AdvertisementBut Mayor Carolyn Kirk told news agency AP, "The high school principal is the one who initially said it, and no one else has said it," Kirk said. "None of the counselors at the school, none of the teachers who know these children and none of the families have spoken about it.
"So, my position is that it has not been confirmed," she said.
However, she said, she planned to meet Monday with school, health and other local officials to discuss the issue.
Christopher Farmer, Superintendent Gloucester Public Schools, had convened a meeting last month to discuss the situation surrounding the resignation of School District's Physician, Dr. Brian Orr, and Nurse Practitioner, Kim Daley.
The two had put in their papers to protest the local hospital's refusal to support a proposal to distribute contraceptives to youngsters at the school without parental consent.
At the meeting, Farmer did confirm reports of 17 teen pregnancies at Gloucester High School this year.
He also explained that the Student Health Advisory Board, which includes Dr. Orr, Jack Voundras, Director of Health, Ann Marie Jordan, Health Educator, and additional members of the district staff, had been working on an intervention strategy to
submit to the School Committee for review and vote.
This draft proposal included a multi-strand approach to deal with teen pregnancies, including ways to encourage students to say no to pre-marital sex, community and parent support and awareness, and proposals on the benefits/risks of prescribing contraceptives at the GHS Health Center.
The heavily Roman Catholic town, which has a large Italian and Portuguese population, has long been supportive of teen mothers. The high school has a day-care center for students and employees.
Interestingly, none of the Gloucester High School students who got pregnant or had children during the school year have dropped out, and Principal Joseph Sullivan credits the in-school day-care program and health clinic with keeping them in school, according to a report in Gloucester Daily Times.
But this year's spike in teen pregnancies at the will pose a huge challenge for the day-care center in September. Only three young mothers were enrolled in the program for the academic year that just ended. For 2008-2009, eight have applied for the seven available slots in the free program, and there's already a waiting list, the newspaper said.

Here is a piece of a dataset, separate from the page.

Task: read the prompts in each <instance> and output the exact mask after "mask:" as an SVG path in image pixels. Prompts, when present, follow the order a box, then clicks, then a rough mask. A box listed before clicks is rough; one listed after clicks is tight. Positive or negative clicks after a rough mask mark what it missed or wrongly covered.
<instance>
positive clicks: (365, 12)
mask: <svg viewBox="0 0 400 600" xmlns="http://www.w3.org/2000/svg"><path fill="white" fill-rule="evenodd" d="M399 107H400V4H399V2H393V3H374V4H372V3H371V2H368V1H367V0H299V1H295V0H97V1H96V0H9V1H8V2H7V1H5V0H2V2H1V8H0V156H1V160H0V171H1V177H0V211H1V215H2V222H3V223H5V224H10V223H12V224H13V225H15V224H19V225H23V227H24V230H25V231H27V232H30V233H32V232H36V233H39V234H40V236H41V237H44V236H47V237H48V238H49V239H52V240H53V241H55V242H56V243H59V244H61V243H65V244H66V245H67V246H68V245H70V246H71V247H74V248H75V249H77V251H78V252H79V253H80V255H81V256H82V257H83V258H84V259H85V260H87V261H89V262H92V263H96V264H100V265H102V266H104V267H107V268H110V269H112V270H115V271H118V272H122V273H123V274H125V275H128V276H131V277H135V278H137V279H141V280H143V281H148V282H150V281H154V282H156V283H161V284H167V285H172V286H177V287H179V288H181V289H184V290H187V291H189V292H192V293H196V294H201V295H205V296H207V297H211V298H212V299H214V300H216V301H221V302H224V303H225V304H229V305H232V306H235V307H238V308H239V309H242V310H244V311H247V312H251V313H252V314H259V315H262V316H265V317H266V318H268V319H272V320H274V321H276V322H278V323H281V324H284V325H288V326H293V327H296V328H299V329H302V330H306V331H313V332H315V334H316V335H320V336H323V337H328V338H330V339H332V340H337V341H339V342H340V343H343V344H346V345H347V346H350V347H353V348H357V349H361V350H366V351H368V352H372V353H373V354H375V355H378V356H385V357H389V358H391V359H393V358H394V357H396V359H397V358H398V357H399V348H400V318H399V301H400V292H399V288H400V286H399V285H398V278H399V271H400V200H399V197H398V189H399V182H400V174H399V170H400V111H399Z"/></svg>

Across the country, studies have linked teen pregnancy to high dropout rates and since 1996 Gloucester High School officials have utilized child-care and parent services provided by local nonprofit Pathways for Children to keep student-mothers in school.
But for the upcoming school year, "It is a concern that we may not be able to provide services for everyone who needs it," Lisa Sorrento, program coordinator at Pathways, said. "At this point, we don't know if all the mothers will stay on the list."
Sorrento said she did not know what any mothers will do if they cannot get a spot in the day-care program, called the Young Families Initiative.
Some have also raised questions about whether having day-care in the school might be encouraging students to have babies and contributing to the problem.